UPDATE: 11:20 p.m. EST — The Indian Space Research Organizatiojn successfully launched a four-stage Polar Satellite Launch Vehicle (PSLV) rocket carrying a record 104 satellites early Wednesday (local time), including 96 nano satellites from the U.S.

The launch, which took place from the spaceport of Sriharikota in the eastern Indian state of Andhra Pradesh, was “normal as expected,” the space agency confirmed. The successful launch bests the record for the maximum number of satellites launched in a single mission, which was, until now, held by Russia.

Indian Prime Minister Narendra Modi and President Pranab Mukherjee congratulated ISRO, with the latter calling the launch a “landmark event in the history of our space program.”

Original story:

The Indian Space Research Organisation (ISRO) announced Monday it will attempt to launch a record 104 satellites on a single rocket.
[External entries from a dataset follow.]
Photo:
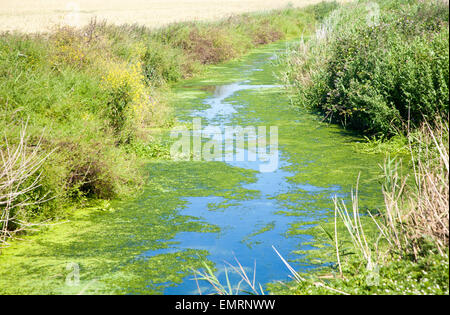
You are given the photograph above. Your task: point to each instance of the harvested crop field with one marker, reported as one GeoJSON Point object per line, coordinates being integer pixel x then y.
{"type": "Point", "coordinates": [42, 15]}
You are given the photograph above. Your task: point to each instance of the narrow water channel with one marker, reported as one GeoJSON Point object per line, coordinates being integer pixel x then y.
{"type": "Point", "coordinates": [192, 212]}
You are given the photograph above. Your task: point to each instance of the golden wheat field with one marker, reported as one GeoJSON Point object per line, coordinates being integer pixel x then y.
{"type": "Point", "coordinates": [42, 15]}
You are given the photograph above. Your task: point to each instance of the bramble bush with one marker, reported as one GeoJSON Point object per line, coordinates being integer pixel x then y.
{"type": "Point", "coordinates": [381, 78]}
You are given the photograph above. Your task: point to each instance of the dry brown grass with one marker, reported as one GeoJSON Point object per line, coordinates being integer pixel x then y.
{"type": "Point", "coordinates": [42, 15]}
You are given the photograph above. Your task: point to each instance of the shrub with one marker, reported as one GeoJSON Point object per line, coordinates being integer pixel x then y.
{"type": "Point", "coordinates": [380, 79]}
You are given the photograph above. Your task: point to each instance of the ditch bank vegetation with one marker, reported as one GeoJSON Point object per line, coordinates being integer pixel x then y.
{"type": "Point", "coordinates": [78, 107]}
{"type": "Point", "coordinates": [381, 68]}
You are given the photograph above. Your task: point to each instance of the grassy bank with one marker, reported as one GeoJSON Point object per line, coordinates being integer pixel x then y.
{"type": "Point", "coordinates": [78, 106]}
{"type": "Point", "coordinates": [381, 68]}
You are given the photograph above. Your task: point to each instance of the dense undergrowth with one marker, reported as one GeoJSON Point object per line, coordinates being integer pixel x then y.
{"type": "Point", "coordinates": [85, 102]}
{"type": "Point", "coordinates": [382, 68]}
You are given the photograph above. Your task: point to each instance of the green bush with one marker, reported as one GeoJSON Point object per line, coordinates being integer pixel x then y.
{"type": "Point", "coordinates": [379, 79]}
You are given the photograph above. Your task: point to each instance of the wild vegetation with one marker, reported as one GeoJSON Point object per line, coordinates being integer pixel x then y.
{"type": "Point", "coordinates": [381, 68]}
{"type": "Point", "coordinates": [91, 97]}
{"type": "Point", "coordinates": [79, 108]}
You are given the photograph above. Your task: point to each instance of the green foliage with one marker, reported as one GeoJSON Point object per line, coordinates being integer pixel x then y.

The launch, scheduled to take place at 9:28 a.m. local time Wednesday (10:58 p.m. EST Tuesday) will be carried out via a Polar Satellite Launch Vehicle (PSLV) from the eastern Indian spaceport of Sriharikota, Andhra Pradesh.

Previous versions of the PSLV rocket have been successfully used to launch several low-Earth orbit satellites, India’s Chandrayaan lunar probe and the Mars Orbiter Mission, also called Mangalyaan.
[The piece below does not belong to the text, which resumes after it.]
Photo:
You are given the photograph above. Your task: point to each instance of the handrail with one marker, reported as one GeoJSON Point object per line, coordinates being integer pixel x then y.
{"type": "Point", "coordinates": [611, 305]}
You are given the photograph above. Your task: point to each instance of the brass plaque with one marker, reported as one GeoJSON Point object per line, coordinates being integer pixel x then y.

“The co-passenger satellites comprise 101 nano satellites, one each from Israel, Kazakhstan, the Netherlands, Switzerland, United Arab Emirates and 96 from United States of America, as well as two nano satellites from India. ... PSLV-C37 also carries two ISRO nano satellites (INS-1A and INS-1B), as co-passenger satellites,” the space agency said in a statement.
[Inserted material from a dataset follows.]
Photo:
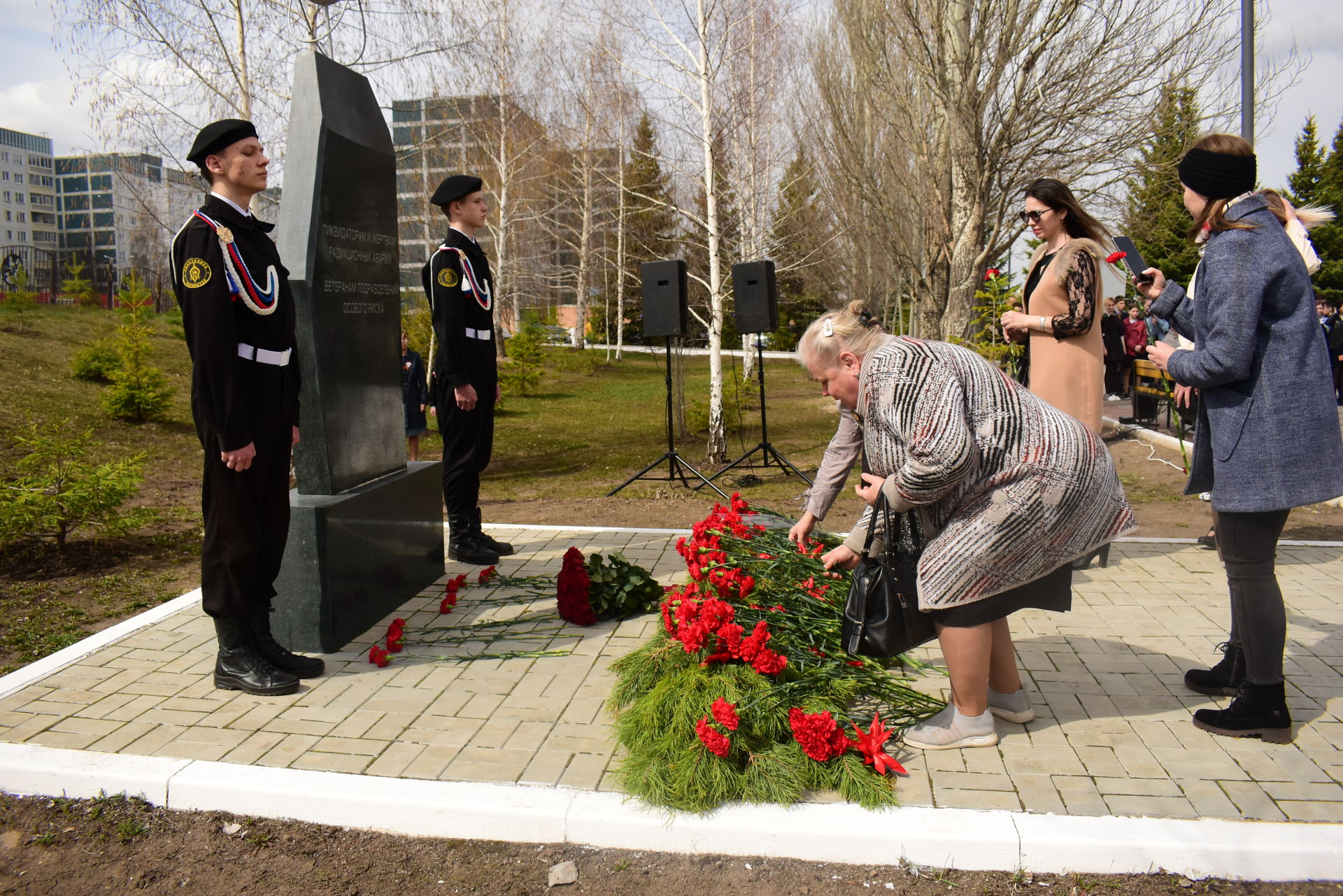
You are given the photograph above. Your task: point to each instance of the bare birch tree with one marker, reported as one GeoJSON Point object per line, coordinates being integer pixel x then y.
{"type": "Point", "coordinates": [981, 97]}
{"type": "Point", "coordinates": [155, 70]}
{"type": "Point", "coordinates": [693, 52]}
In addition, the PSLV-C37 will seek to place a Cartosat-2 series Earth observation satellite in a sun-synchronous orbit at an altitude of about 314 miles. The total weight of the payload will be roughly 3,040 pounds.

“The 101 international customer nano satellites are being launched as part of the commercial arrangements between Antrix Corporation Limited, a Government of India company under Department of Space, the commercial arm of ISRO and the international customers,” ISRO said.

The launch can be watched live here from 8:50 a.m. local time Wednesday (10:20 p.m. EST Tuesday).

The current record for the maximum number of satellites launched in a single mission is held by Russia, whose Dnepr rocket lifted off with a cluster of 37 satellites in June 2014. Prior to that, in 2013, NASA used a Minotaur 1 rocket to place 29 satellites in orbit.

The PSLV launch comes just days after the release of the Indian government's annual budget that earmarked funds for an upcoming mission to Venus, a Mars orbiter mission, and the Aditya 1 mission, which seeks to place a spacecraft in the Lagrangian point L1 — a point of equilibrium that lies between Earth and the sun.

The mission to Venus, whose details are yet to be revealed, would be India’s first.

“India should be part of this global adventure and exploring Venus and Mars is very worthwhile since humans definitely need another habitation beyond Earth,” former ISRO chairman K. Kasturirangan told the Press Trust of India.